The states and the federal government jointly fund Medicaid. It costs states on average about 16 cents per dollar to pay for Medicaid, and that number has been rapidly growing. Because the recession has reduced state budgets, many states have been forced to cut Medicaid benefits, such as dental care.
Expanding Medicaid Coverage
Medicaid is an important part of the health reform law’s primary goal, which is to make health insurance available to millions of Americans who do not have it.
Beginning in 2014, people with incomes as high as 138% of the federal poverty level -- $15,415 for individuals and $31,809 for a family of four in 2012 -- would be eligible for coverage. These income requirements now include millions of people who previously made too much money to qualify for Medicaid, but often, too little to afford private insurance. It also includes adults without dependent children to enroll, a group previously not eligible for Medicaid coverage in most states.
The law does not make insurance available to people who are in this country illegally.

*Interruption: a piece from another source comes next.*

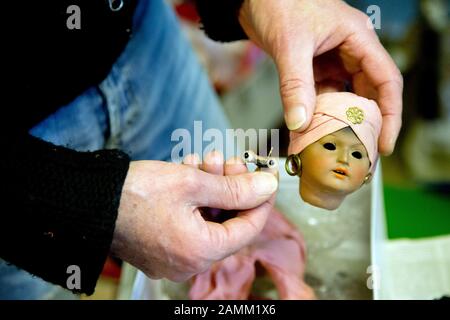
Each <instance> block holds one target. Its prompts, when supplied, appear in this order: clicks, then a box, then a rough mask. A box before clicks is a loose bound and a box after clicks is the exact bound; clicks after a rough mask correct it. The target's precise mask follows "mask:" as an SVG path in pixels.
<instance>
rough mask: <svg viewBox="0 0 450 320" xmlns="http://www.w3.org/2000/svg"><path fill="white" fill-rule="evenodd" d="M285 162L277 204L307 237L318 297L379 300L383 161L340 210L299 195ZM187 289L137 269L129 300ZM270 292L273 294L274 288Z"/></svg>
mask: <svg viewBox="0 0 450 320" xmlns="http://www.w3.org/2000/svg"><path fill="white" fill-rule="evenodd" d="M284 161H285V159H280V188H279V193H278V196H277V202H276V206H277V207H278V209H280V211H282V212H283V213H284V214H285V215H286V217H287V218H288V219H289V220H290V221H292V222H293V223H294V224H295V225H297V226H298V228H299V230H300V231H301V232H302V234H303V235H304V238H305V240H306V243H307V248H308V260H307V267H306V275H305V280H306V282H307V283H308V284H310V285H311V286H312V287H313V288H314V290H315V292H316V295H317V296H318V298H319V299H378V298H379V297H380V293H379V287H380V284H381V282H380V274H381V270H382V262H383V261H382V254H381V253H382V252H381V247H382V243H384V241H385V239H386V232H385V220H384V204H383V192H382V180H381V165H380V164H379V165H378V168H377V170H376V172H375V175H374V178H373V180H372V182H371V184H370V185H368V186H363V187H362V188H361V189H360V190H358V191H357V192H355V193H354V194H352V195H350V196H348V197H347V198H346V200H345V201H344V202H343V203H342V205H341V206H340V208H339V209H337V210H335V211H327V210H322V209H319V208H315V207H313V206H310V205H308V204H306V203H305V202H303V201H302V200H301V199H300V197H299V196H298V178H297V177H291V176H289V175H287V174H286V172H285V170H284ZM188 289H189V288H188V285H187V283H181V284H180V283H173V282H171V281H168V280H152V279H149V278H147V277H146V276H145V275H144V274H143V273H142V272H140V271H138V272H137V273H136V277H135V278H134V283H133V286H132V290H131V294H130V297H129V298H130V299H188V297H187V291H188ZM270 294H272V295H274V297H275V298H276V290H275V289H273V292H271V293H269V296H271V295H270ZM266 295H267V293H266Z"/></svg>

Paying for Medicaid Expansion
Under health reform, the federal government pays for 100% of states’ costs to expand coverage between 2014 and 2016. After that, federal support scales back to 95% in 2017 and an additional 1% in the following years until it covers 90% of the cost by the year 2020. States pick up the remaining 10% cost at that point.

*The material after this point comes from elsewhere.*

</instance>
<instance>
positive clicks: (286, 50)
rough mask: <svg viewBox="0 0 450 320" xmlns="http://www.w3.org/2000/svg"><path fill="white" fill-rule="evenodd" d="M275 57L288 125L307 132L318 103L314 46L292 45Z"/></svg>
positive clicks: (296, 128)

Supreme Court Changed the Rules
Initially, the health reform law made the expansion of Medicaid mandatory. States that failed to comply would have been at risk of losing all of their federal Medicaid matching funds.
The recent Supreme Court ruling on the law allows states to choose whether they wish to accept the federal funds to extend Medicaid. That means people living in states that choose to opt out of the program may not qualify for Medicaid coverage, even if they meet the eligibility guidelines under federal law.